Organ bioprinting layers living cells, biomaterials, and biological factors to create functional tissues, incorporating vascular networks for blood flow and cell renewal.
Advanced Imaging Techniques
Recent advances in optics, imaging, computational analysis, and chemistry enable these 3D insights, surpassing traditional 2D microscopy. “Scientists are now equipped with an enhanced imaging toolkit that is better at elucidating tissue structure and its disease-associated alterations,” the study states.
Research Team and Methods
Lead scientists Wesley B. Fabyan, Chelsea L. Fortin, and Dorice L. Goune from the Department of Bioengineering and UW Medicine Institute for Stem Cell and Regenerative Medicine spearheaded the effort. Senior authors include Stevens, liver disease physician Rotonya M. Carr (professor of medicine and head of the Division of Gastroenterology), and surgeon Raymond S. W. Yeung (UW Medicine and Fred Hutch).
Samples came from patients undergoing liver cancer surgery or transplants, who consented to research use. Some specimens showed cirrhosis from causes like viral infections, metabolic disorders, medications, or alcohol abuse.
Key Findings on Architectural Changes
Cirrhosis triggers dysregulation of metabolite transport in sinusoidal zones, reduces specialized cells that detoxify ammonia, regresses central vein networks, disrupts arteries, and fragments bile transport ducts. These shifts alter the liver’s vascular and biliary systems.

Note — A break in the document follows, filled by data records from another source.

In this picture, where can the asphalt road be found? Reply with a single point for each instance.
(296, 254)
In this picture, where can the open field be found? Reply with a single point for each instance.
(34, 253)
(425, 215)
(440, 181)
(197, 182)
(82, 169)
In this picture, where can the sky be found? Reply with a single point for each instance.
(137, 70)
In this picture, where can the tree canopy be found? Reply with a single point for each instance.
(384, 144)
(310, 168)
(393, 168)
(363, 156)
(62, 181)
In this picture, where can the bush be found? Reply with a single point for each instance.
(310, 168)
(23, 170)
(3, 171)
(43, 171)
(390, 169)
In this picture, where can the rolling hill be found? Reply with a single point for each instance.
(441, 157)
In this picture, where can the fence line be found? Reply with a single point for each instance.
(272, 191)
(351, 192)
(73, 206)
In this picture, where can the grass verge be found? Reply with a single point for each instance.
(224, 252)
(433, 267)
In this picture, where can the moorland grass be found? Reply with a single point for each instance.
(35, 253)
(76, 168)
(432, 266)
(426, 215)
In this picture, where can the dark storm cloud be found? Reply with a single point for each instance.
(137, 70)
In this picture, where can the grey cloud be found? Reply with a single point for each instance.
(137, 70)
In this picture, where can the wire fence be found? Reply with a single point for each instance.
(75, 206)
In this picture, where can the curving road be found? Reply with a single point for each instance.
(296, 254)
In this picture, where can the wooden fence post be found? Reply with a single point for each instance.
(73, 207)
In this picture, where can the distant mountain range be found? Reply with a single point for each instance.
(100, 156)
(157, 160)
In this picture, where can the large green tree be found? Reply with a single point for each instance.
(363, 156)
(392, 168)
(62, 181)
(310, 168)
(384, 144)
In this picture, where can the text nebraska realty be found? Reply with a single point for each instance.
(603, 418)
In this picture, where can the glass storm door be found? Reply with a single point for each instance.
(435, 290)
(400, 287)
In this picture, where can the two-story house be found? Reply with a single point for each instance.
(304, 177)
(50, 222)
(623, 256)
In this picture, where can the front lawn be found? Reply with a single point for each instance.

The study “unveiled never-before-seen 3D human liver structures across multiple size scales and visualized how cirrhosis dysregulates the vascular and biliary architectures.”
Current Limitations
The technology cannot yet image the full depth of liver lobules, though ongoing improvements aim to address this.
Funding supported the work from the National Institutes of Health (including R01DK128551, T32 ES007032, TL1 TR002318, T32 GM095421), National Science Foundation (DGE-2140004), Howard Hughes Medical Institute (GT16560), NIH National Institute on Alcohol Abuse and Alcoholism (R01AA026302), and ARPA-H (D25AC00460-00).